Only a monopolist of territorial protection would do the stupid things that the socialist/fascist U.S. government officials have been doing for these past many decades. The alternative to such counter-productive policies and redistribution parasitism is to outlaw the State's protection racket and legalize competitive protection agencies. It is not as far-fetched as it may sound. In their book, The Market for Liberty, ch.13, authors Morris and Linda Tannehill note,

Those who doubt that “the private sector” of the economy could sustain the expense of a free enterprise defense system would do well to consider two facts. First, “the public sector” gets its money from the same source as does “the private sector” – the wealth produced by individuals. The difference is that “the public sector” takes this wealth by force (which is legal robbery) – but it does not thereby have access to a larger pool of resources. On the contrary, by draining the economy by taxation and hobbling it with restrictions, the government actually diminishes the total supply of available resources.

Second, government, because of what it is, makes defense far more expensive than it ought to be. The gross inefficiency and waste common to a coercive monopoly, which gathers its revenues by force and fears no competition, skyrocket costs. Furthermore, the insatiable desire of politicians and bureaucrats to exercise power in every remote corner of the world multiplies expensive armies, whose main effect is to commit aggressions and provoke wars. The question is not whether “the private sector” can afford the cost of defending individuals but how much longer individuals can afford the fearsome and dangerous cost of coerced governmental “defense” (which is, in reality, defense of the government, for the government…by the citizens).
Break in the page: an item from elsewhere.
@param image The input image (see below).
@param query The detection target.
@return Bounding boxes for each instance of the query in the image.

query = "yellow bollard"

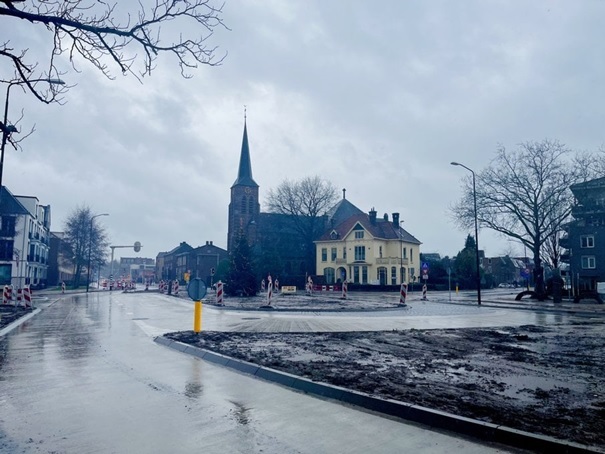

In fact, it is inevitable that the protection racket monopolist will provoke hostilities as a means of expanding the monopolist's own power, made possible by the monopoly's compulsory nature on the territory's inhabitants.

However, you won't find a private security firm starting a war against Iraq in 1990 as then-President George H.W. Bush did, or deliberately getting one's clients involved in other people's conflicts, because that would make one's protection clients more vulnerable to external hostilities. A private security firm would not have deliberately lured the Japanese to bomb Pearl Harbor, and a private security firm would not have put its employees in harm's way in Vietnam, or used deceit and emotional rhetoric to get his clients to agree to invade Iraq a second time as the younger George Bush did.

After the federal monopolists of protection have been destroying Iraq for 20 years, and Afghanistan for 8 years, and Pakistan now, as well as impoverishing America and burning our Liberty to the ground, Iran is next, and for no good reason.

We will soon see if Americans really are masochistic gluttons for punishment and whether they will support yet another unnecessary campaign of wanton aggression, this time against Iran and based on the same emotionalistic propaganda that sucked America into Afghanistan and Iraq, and if Americans will support even more U.S. government murder of innocent human beings and destruction of foreign territories. Remember the old saying: "Fool me once, shame on you; fool me twice, shame on me." (Or 3 or 4 times now. Or is it 6 or 7 – I've lost count.)

Not only have the Anti-Federalists been proven right about the dangers of a centralized national State, but, given how ineffective and counter-productive a socialist and fascist State monopoly of territorial protection has been, as the Washington Post series and the WikiLeaks disclosures have shown, we now have good reason to decentralize America and cut the chains of serfdom, dependence and government-institutionalized impoverishment.